Heath noted the high school dropout rate in El Dorado County is 11.4 percent. The group created its STAR Readers project to improve early grade reading, a key indicator of whether or not a child will later graduate high school. In El Dorado County, 56 percent of children do not achieve proficiency on the STAR test schools administer at the end of third grade.
In El Dorado County, STAR Readers works with the Boys & Girls Clubs of El Dorado County Western Slope and New Morning Youth and Family Services to provide instruction for 100 kindergarten through third-graders. All of the participants had tested well below grade level before starting the program. Now 58.8 percent of those students who had previously struggled are rapidly progressing toward proficiency.
“Our goal is to significantly increase the number of kids who are proficient and thus, ultimately improve high school graduation rates dramatically,” Heath said. “And that’s just one example of the projects we fund – projects that produce measurable outcomes. That’s why we’re holding town hall meetings throughout the region so people who give to United Way can see the great results from their gifts.”
United Way California Capital Region also is focused on obesity reduction, noting that 21 percent of El Dorado County residents are considered obese.
“The potential ramifications of those rates are staggering, not just for people struggling with obesity, but for all of us,” Heath said. “We think the key to reducing obesity rates is to form and reinforce healthy lifestyles, and that’s what our Fit Kids project is working on.”

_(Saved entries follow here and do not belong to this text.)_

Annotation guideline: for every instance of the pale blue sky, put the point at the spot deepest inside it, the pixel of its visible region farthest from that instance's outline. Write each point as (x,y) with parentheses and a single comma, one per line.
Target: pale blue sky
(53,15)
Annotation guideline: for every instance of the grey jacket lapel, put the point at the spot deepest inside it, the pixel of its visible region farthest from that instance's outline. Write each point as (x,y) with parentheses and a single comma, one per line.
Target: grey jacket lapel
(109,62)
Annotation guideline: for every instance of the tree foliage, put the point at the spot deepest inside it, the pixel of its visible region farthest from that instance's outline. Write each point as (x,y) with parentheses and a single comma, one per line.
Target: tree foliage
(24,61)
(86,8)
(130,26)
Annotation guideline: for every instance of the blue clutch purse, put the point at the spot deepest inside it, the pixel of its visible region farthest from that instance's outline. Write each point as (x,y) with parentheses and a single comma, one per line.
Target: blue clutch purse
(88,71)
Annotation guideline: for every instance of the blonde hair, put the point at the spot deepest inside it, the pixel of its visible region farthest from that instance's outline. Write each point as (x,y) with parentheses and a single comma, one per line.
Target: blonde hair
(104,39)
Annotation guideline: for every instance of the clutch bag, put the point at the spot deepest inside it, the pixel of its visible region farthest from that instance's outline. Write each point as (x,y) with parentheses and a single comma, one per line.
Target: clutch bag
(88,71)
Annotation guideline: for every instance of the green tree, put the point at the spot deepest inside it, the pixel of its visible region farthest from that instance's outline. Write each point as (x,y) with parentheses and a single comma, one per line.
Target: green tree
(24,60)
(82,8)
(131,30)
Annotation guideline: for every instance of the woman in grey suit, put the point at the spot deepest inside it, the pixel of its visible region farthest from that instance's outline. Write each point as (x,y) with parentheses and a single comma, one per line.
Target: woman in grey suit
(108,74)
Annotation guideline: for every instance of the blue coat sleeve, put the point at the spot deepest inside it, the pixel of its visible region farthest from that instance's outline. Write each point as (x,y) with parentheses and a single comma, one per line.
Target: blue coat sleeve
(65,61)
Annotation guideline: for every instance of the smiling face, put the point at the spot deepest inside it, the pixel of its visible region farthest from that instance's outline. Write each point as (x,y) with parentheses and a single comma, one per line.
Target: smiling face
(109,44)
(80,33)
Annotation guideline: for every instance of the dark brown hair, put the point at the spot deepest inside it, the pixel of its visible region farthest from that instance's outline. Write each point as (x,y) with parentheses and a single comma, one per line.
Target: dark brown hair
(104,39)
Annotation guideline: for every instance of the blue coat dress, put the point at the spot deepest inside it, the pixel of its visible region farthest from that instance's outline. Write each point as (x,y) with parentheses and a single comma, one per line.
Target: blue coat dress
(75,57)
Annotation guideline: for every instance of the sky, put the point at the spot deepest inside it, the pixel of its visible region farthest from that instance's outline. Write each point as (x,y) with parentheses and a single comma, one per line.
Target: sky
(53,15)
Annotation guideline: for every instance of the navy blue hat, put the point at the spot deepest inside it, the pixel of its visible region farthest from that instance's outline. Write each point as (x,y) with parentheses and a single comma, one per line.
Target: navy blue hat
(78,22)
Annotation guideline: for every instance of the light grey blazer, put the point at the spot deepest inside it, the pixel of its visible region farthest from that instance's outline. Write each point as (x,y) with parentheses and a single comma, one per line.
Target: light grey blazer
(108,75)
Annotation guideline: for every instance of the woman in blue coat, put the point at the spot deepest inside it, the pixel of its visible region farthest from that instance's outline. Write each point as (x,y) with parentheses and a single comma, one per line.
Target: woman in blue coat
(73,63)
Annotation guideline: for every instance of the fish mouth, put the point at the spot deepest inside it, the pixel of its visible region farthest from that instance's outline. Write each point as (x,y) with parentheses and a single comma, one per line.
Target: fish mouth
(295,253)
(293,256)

United Way is providing grants to several nonprofits outside El Dorado County to provide healthy eating and active lifestyle programs for kids. Using an assessment tool called the Fitnessgram, the team establishes a baseline on pulmonary capacity, body mass index and more. In the first year of the program, 65 percent of participants improved performance in at least one of the six Fitnessgram domains.
United Way’s third focus area is household financial stability. Even before the recession, 30 percent of households in the region, and 20 percent of El Dorado County households, were financially unstable, spending 40 percent or more of their income on housing.

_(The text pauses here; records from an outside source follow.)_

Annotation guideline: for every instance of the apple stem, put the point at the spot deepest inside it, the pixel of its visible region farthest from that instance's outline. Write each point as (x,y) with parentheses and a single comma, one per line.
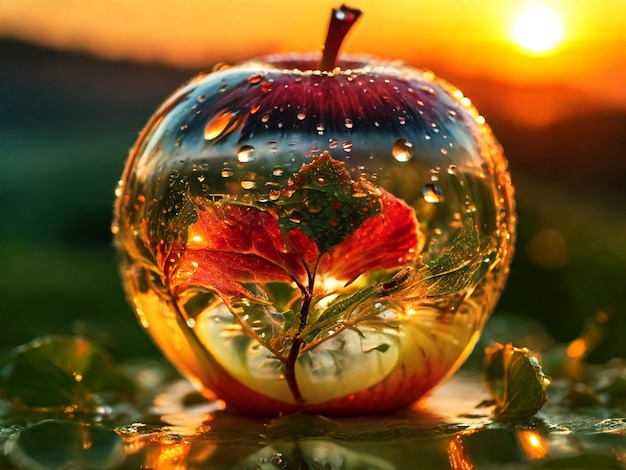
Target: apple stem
(341,21)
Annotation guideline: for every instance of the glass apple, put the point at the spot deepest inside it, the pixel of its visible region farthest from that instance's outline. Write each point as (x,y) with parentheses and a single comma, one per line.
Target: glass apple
(329,241)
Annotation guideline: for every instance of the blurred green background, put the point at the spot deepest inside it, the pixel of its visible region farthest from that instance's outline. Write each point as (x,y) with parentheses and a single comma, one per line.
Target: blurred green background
(67,121)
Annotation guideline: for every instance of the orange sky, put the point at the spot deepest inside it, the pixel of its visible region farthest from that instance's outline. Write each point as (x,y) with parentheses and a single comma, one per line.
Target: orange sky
(473,36)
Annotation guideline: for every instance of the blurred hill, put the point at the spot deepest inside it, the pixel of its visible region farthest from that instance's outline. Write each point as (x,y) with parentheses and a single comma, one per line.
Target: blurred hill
(67,121)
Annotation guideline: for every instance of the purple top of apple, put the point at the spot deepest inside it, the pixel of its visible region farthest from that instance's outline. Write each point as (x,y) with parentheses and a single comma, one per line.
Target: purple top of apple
(269,113)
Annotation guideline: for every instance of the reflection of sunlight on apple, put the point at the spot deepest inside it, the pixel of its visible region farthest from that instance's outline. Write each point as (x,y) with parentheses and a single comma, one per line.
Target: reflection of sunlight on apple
(538,29)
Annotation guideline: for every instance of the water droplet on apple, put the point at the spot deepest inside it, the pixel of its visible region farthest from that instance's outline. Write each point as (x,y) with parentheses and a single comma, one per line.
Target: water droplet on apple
(432,193)
(219,124)
(248,181)
(401,150)
(255,79)
(246,154)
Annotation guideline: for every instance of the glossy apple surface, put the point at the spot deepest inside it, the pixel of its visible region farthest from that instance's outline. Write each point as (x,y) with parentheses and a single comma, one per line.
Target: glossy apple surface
(318,241)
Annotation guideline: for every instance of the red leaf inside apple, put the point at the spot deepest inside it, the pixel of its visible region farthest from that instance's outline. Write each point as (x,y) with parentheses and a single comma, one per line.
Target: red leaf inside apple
(233,244)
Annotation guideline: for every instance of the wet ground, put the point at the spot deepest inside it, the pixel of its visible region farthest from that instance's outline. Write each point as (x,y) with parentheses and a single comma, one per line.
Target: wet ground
(177,429)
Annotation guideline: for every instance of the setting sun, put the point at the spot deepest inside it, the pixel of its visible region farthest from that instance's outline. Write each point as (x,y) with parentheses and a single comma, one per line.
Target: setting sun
(538,29)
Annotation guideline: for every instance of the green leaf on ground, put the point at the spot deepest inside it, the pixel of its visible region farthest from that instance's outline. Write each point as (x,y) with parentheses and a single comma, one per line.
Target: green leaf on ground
(515,380)
(58,373)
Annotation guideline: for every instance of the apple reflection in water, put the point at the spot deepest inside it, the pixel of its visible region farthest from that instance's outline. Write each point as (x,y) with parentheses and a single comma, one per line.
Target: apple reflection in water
(311,237)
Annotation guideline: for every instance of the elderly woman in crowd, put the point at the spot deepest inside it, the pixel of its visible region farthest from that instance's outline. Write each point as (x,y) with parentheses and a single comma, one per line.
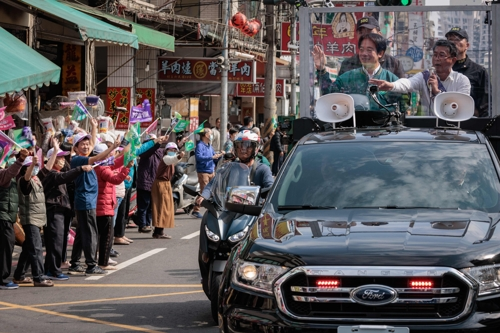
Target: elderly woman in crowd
(161,193)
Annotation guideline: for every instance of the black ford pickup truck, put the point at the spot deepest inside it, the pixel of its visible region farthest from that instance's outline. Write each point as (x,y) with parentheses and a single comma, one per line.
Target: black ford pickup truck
(373,230)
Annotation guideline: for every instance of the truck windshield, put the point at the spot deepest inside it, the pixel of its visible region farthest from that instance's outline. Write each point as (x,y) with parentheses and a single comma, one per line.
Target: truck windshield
(390,175)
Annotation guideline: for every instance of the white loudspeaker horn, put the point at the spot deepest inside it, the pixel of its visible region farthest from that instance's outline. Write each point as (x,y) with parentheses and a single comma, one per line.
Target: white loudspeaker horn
(453,106)
(335,108)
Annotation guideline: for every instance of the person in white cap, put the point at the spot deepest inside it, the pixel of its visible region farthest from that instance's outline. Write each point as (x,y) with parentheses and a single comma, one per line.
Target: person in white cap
(33,217)
(8,212)
(106,202)
(58,207)
(161,193)
(86,190)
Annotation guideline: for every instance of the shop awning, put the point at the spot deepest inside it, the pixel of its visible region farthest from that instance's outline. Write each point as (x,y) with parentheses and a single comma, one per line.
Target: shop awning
(88,26)
(146,36)
(22,67)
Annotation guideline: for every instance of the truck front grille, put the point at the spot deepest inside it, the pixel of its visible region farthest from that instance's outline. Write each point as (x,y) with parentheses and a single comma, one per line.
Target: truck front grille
(448,299)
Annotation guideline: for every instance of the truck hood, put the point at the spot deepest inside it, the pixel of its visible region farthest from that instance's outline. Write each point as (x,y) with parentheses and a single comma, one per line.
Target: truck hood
(417,237)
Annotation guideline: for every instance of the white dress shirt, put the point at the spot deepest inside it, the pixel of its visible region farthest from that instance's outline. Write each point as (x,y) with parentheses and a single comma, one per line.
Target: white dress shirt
(455,82)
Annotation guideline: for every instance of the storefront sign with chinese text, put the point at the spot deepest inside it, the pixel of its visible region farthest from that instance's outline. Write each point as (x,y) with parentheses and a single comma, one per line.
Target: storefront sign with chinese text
(71,78)
(338,37)
(204,70)
(257,89)
(119,97)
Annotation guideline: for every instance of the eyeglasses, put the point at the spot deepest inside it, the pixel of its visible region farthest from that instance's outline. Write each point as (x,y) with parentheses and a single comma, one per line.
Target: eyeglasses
(244,144)
(440,56)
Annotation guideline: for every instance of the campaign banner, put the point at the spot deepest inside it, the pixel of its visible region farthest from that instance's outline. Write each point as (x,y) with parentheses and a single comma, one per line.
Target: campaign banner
(119,97)
(150,94)
(257,89)
(204,70)
(7,123)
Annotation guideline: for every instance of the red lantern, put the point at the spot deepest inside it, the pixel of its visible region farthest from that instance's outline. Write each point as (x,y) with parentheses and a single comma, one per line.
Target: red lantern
(239,20)
(249,29)
(257,24)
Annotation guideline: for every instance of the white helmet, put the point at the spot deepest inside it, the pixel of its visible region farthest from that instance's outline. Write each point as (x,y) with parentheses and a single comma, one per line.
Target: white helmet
(247,137)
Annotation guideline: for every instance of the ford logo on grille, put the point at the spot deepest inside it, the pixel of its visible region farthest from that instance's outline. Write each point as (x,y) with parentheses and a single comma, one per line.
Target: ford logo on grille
(373,295)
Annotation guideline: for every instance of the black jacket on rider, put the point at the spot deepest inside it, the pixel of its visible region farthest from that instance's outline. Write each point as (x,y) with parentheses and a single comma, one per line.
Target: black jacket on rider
(262,177)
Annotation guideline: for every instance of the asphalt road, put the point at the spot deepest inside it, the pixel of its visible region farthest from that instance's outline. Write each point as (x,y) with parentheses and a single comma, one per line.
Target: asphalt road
(156,288)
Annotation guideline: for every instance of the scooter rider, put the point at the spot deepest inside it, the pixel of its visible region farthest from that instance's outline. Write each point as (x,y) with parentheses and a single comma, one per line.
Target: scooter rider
(245,146)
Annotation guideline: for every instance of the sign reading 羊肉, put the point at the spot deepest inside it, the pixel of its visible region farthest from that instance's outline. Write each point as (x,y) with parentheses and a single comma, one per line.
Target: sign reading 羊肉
(204,70)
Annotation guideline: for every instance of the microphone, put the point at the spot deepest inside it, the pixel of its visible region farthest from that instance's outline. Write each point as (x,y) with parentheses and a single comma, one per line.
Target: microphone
(373,94)
(432,71)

“We believe that one of the key things missing for people these days is financial literacy,” Heath said. “If people don’t understand or know how to participate in our economic system, they will struggle. Our $en$e-Ability project is providing knowledge and skills to 27 emancipating foster youth in El Dorado County through a second grant to New Morning Youth and Family Services.”
As they go through the educational process, they earn credits toward individual development accounts – matched savings accounts. Savings can be used to pay college tuition or buy a computer, car and more.
United Way California Capital Region is investing approximately $129,000 in two of the three projects in El Dorado County, in addition to the $31,755 it raised for El Dorado County nonprofits from residents and businesses located in the county in 2011-2012, and the $97,245 it raised in other counties for El Dorado County nonprofits.
“We would like to be able to expand that because there are certainly more people in El Dorado County who could benefit from these projects,” Heath said. “And I am confident that over time, that will happen as people learn more about the high-quality results we’re achieving. But in the meantime, we wanted to report back to our supporters – El Dorado County’s donors, nonprofits and volunteers who helped formulate, develop and fund these projects. We conducted town hall meetings here during our regional needs assessment. We thought it was time to conduct town hall meetings again – this time to share the results and say thanks.”